First off. Happy Birthday my sweet angel! I am so glad you chose me to spend your life with, and I can't wait to spend more and more birthdays with you.

I was at work Thursday and as all of you know I work for a VERY large computer corporation. I've had some of these tenderfoot marketing individuals name drop on me in an attempt to put a rush on a favor, but it's usually our department head, or my bosses boss. This time was unbelievable, the lady actually name dropped the CEO. The CEO of the freakin company needs this computer ready tomorrow? But he doesn't even live in the same state. Anyway, name dropping the CEO an hour before I get off work and then asking me to do about 3 and 1/2 hours of work doesn't make me want to help you out now or in the future. Whatever, it was ready by Friday afternoon.

It rained most of last week so hopefully this week will be better. Although I think the plants are pretty pleased with the rain. The things are probably damn near drowning. I was only able to ride the bike one day because of the rain, although it was a short week. Yeah, this week will definitely be better. No doubt.

We have replaced the coworker who was let go. I guess the new guy is alright. I can't wait until he gets the hang of everything so I'm not stuck taking up the rest of the slack. But it does make the weeks fly by. But then again, the weekends fly by too.

Speaking of, I hope everyone is ready for a new work week. I know I am. A whole lot more of the same. But it is nice to have that paycheck. And to have somewhere to go during the week.

Sorry this one wasn't all that great. Still a little hung over. Once again, happy birthday my love. I hope you enjoyed the weekend. I love you. :)

Thursday, September 03, 2009

Circus of mistakes.

Comedy of errors. Same difference. It's how work has been without a doubt. I'll start today and move my way backward. Because I want to, that's why.

This morning, I spent most of my time looking for a non existent battery that doesn't exist. Then, this afternoon I was tasked with taking apart a laptop and replacing some parts.

But all was not well. Long story short, it didn't work when I was done. Of course they need it first thing tomorrow. So I worked late and got it fixed. There are too many details and I don't want to get into it.

On my way in to work today I was in the left lane.
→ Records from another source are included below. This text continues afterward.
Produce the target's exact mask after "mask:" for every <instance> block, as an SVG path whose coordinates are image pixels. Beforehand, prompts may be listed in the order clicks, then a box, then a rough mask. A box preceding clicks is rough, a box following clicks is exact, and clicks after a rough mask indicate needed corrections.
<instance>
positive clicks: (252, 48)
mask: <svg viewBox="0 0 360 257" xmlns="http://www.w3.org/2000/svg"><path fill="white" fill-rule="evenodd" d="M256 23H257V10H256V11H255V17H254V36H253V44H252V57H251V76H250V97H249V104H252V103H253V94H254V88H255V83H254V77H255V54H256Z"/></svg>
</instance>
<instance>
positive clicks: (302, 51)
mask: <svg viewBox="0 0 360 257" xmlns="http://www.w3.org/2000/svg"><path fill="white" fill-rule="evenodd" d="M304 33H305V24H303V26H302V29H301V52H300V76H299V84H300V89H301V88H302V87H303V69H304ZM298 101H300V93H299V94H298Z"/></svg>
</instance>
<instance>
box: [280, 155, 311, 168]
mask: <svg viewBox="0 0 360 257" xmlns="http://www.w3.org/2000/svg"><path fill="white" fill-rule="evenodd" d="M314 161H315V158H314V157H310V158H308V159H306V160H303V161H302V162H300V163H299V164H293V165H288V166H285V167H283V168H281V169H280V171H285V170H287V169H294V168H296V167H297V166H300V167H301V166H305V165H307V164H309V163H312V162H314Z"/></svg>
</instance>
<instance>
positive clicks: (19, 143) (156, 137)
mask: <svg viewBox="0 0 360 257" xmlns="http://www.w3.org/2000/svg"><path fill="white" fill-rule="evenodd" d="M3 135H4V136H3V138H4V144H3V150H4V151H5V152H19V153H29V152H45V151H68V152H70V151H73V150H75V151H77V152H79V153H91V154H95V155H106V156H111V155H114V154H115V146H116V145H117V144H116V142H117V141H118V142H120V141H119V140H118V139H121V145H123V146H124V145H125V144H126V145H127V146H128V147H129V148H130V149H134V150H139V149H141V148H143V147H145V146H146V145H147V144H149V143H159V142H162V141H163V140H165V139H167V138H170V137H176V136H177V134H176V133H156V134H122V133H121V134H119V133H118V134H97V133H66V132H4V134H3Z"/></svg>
Traffic was pretty tight and I was coming close to the toll booth. All of a sudden I saw another bike shoot into my lane right behind me from the right. I immediately noticed it was a cop. First instinct, I look at the speedometer. "70 in a 65? Not bad. Definitely not worth pulling me over for. What did I do?" My first thought? "Come on man, I'm like 2 weeks from my deferral on the last ticket. If you ticket me I have to pay the last one too. For 70 in a 65? Come on man." All of this occurred in my mind in a time frame of about 5 seconds. Because that's about how long it was before he rocketed past me. In my lane.

God forbid I go a little faster than everyone else in traffic. I get not one, but two tickets. He, on the other hand, can pass me in my lane at a good 20 over. Must be nice.

And we rewind to Monday. I arrived at work wishing the weekend had been longer, as usual. I came into the lab and saw one of my co workers wasn't there. He's usually in early and we chat about our weekends. I sat down and started checking my emails. Around 10:30 AM on Saturday I was copied on an email from security telling me he had been terminated and his badge was deactivated. (Like did the red dot on his palm start blinking?) I was impressed today though when I found out he was telling his boss's boss's boss (that's right, not a typo) to come back later. He was "too busy to do that" and would have an answer later. On more than one occasion.

Mad props my man! That's all I can say.

It sucks though because he was a friend. I met him through Coworker R shortly after we moved here, and we hung out on the weekends every now and then. He didn't start working in our group until about a year ago, but we had been hanging out for a while. So basically one of my friends got fired. Last time they fired someone in my group I found out about an hour before they did it. I felt really bad knowing it was coming and wished I was caught by surprise too. This time I did not know it was coming and it still sucked.

Hey guess what? Another Thursday post. I promise I'm not doing it on purpose.